Castellani Art Museum 'TopSpin' series: Gary Sczerbaniewicz's architectural vignettes invite viewers into distorted world

Submitted

Mon, Jan 12th 2015 07:00 am

Buffalo artist Gary Sczerbaniewicz's exhibition "High Strangeness" features a series of seven small architectural vignettes housed within scorched periscope forms and a central terminal from which the vignettes emanate. The artist calls these studies "incursions" as he views them as "spatial scenarios which have in some way been interlopers within my psyche, and through which I transfer to the psyche of the respective viewer."

The exhibition is the latest in the Castellani Art Museum's "TopSpin" series of solo exhibitions by emerging regional artists. An opening reception is set for 2 p.m. Sunday, Jan. 25. The exhibition runs through May 3.

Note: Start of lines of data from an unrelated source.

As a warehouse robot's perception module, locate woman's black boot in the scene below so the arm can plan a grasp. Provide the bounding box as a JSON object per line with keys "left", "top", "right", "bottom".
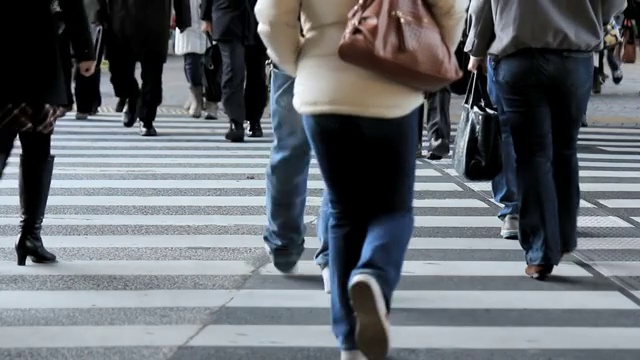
{"left": 15, "top": 155, "right": 57, "bottom": 266}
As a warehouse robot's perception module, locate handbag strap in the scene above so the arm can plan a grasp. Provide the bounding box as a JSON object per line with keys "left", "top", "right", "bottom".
{"left": 205, "top": 31, "right": 215, "bottom": 47}
{"left": 464, "top": 71, "right": 495, "bottom": 109}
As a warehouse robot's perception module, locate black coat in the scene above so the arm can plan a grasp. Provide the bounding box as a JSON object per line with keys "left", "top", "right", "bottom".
{"left": 0, "top": 0, "right": 95, "bottom": 106}
{"left": 200, "top": 0, "right": 258, "bottom": 44}
{"left": 105, "top": 0, "right": 191, "bottom": 62}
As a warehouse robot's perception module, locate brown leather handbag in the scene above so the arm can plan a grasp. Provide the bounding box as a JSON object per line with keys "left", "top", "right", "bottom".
{"left": 338, "top": 0, "right": 462, "bottom": 92}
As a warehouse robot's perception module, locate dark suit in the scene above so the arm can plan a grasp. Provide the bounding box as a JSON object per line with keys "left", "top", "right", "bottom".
{"left": 201, "top": 0, "right": 267, "bottom": 141}
{"left": 105, "top": 0, "right": 191, "bottom": 129}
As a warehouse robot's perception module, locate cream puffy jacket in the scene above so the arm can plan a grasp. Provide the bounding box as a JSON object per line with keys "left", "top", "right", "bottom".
{"left": 255, "top": 0, "right": 468, "bottom": 118}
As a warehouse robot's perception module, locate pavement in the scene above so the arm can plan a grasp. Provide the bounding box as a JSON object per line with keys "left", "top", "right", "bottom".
{"left": 0, "top": 110, "right": 639, "bottom": 360}
{"left": 97, "top": 56, "right": 640, "bottom": 126}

The vignettes are displayed in periscopic stands and viewed through visor ports placed in the face of the stands. The language here is decidedly militaristic. The viewer is invited to glimpse the interior scenes, which are slightly distorted by glass lenses set within the visor - indicative that what they are viewing is not exactly truthful in its display, but contains a mixture of truth and distortion. There is also a necessity the viewer cannot see what is revealed unless they are physically close to the peering site. This dialogue can only take place under specific intimate conditions.

Sczerbaniewicz was recipient of the Jacob Kassay Master of Fine Arts Award (2013) and was a 2010 member of the New York Foundation on the Arts - Mark Program. He has recently completed a two-month residency at Sculpture Space in Utica, where much of the installation titled "Tom Ridge" was created.